The Psalms may be divided into five sections based on the Pentateuch (the first 5 Books of the Bible – or the so-called “Books of Moses”). The Psalms are songs written for stringed instruments. Since they are songs, their style of writing is considered to be poetry.

Hebrew poetry is big on parallelism (saying the same thing twice, but in a slightly different way or with a different emphasis). There are different types of parallelism. One type is called “synthetic parallelism.” Here is an example of synthetic parallelism:

The law of the LORD is perfect, converting the soul: the testimony of the LORD is sure, making wise the simple. The statutes of the LORD are right, rejoicing the heart: the commandment of the LORD is pure, enlightening the eyes. The fear of the LORD is clean, enduring for ever: the judgments of the LORD are true and righteous altogether.

Psalm 19:7-9

In synthetic parallelism the second line explains and expands the first line.

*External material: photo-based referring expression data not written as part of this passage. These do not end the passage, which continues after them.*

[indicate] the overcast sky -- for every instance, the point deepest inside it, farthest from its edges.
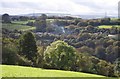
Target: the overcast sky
(59, 6)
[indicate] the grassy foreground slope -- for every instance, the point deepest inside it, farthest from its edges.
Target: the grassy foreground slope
(21, 71)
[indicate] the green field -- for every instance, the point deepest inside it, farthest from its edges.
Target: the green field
(108, 26)
(22, 71)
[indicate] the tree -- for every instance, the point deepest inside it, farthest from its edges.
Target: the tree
(117, 67)
(60, 55)
(41, 24)
(27, 46)
(6, 18)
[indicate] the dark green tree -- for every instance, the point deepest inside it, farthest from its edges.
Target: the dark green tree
(6, 18)
(41, 23)
(27, 46)
(60, 55)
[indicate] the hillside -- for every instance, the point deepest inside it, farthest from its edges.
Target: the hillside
(20, 71)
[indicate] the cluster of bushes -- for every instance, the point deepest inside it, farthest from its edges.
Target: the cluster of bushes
(59, 55)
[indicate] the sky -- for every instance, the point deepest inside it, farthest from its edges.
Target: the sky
(79, 7)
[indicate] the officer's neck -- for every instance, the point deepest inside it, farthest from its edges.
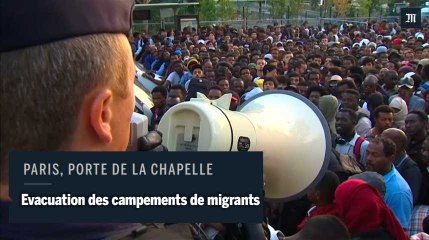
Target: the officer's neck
(4, 192)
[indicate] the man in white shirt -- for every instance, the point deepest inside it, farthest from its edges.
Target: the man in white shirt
(350, 99)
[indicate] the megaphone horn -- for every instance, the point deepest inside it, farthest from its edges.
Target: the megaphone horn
(289, 129)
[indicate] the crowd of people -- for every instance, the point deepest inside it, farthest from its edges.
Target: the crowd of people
(371, 84)
(67, 74)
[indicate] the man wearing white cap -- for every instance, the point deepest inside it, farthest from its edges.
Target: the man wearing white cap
(406, 89)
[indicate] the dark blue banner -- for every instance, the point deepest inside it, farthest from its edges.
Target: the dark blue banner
(136, 187)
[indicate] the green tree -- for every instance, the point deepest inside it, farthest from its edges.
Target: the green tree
(369, 6)
(278, 8)
(342, 7)
(225, 10)
(207, 11)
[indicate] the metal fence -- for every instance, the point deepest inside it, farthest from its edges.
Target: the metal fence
(152, 27)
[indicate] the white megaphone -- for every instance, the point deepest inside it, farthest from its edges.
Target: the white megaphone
(290, 131)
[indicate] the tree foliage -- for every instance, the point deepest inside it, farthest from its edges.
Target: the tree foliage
(207, 10)
(278, 8)
(369, 6)
(342, 7)
(225, 10)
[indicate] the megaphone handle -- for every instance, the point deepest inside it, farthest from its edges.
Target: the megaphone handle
(253, 231)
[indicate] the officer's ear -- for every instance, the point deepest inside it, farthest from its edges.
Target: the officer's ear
(101, 115)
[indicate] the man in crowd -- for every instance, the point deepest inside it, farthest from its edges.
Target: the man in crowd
(379, 158)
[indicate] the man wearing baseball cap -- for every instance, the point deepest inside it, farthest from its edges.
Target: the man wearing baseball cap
(67, 75)
(406, 90)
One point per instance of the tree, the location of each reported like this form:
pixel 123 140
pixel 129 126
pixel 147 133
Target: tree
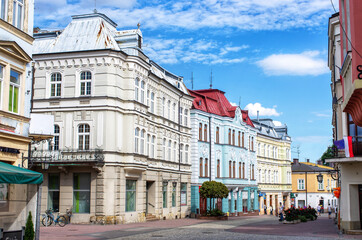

One of the clearest examples of Hebrew parallelism in the Bible outside of the Psalms is one of (if not the) first poems in human history:

And Lamech said unto his wives, Adah and Zillah, Hear my voice; ye wives of Lamech, hearken unto my speech: for I have slain a man to my wounding, and a young man to my hurt.

Genesis 4:23 (emphasis added)

The evil bigamist Lamech bragged to his wives about killing a man, and it almost sounds like he killed two men instead of one unless you understand the parallelism in his song/poem. The “and” does not denote a separate killing. It is his way of expanding and emphasizing the fact that he killed a man – and not only that – but he killed a young man for a mere offense.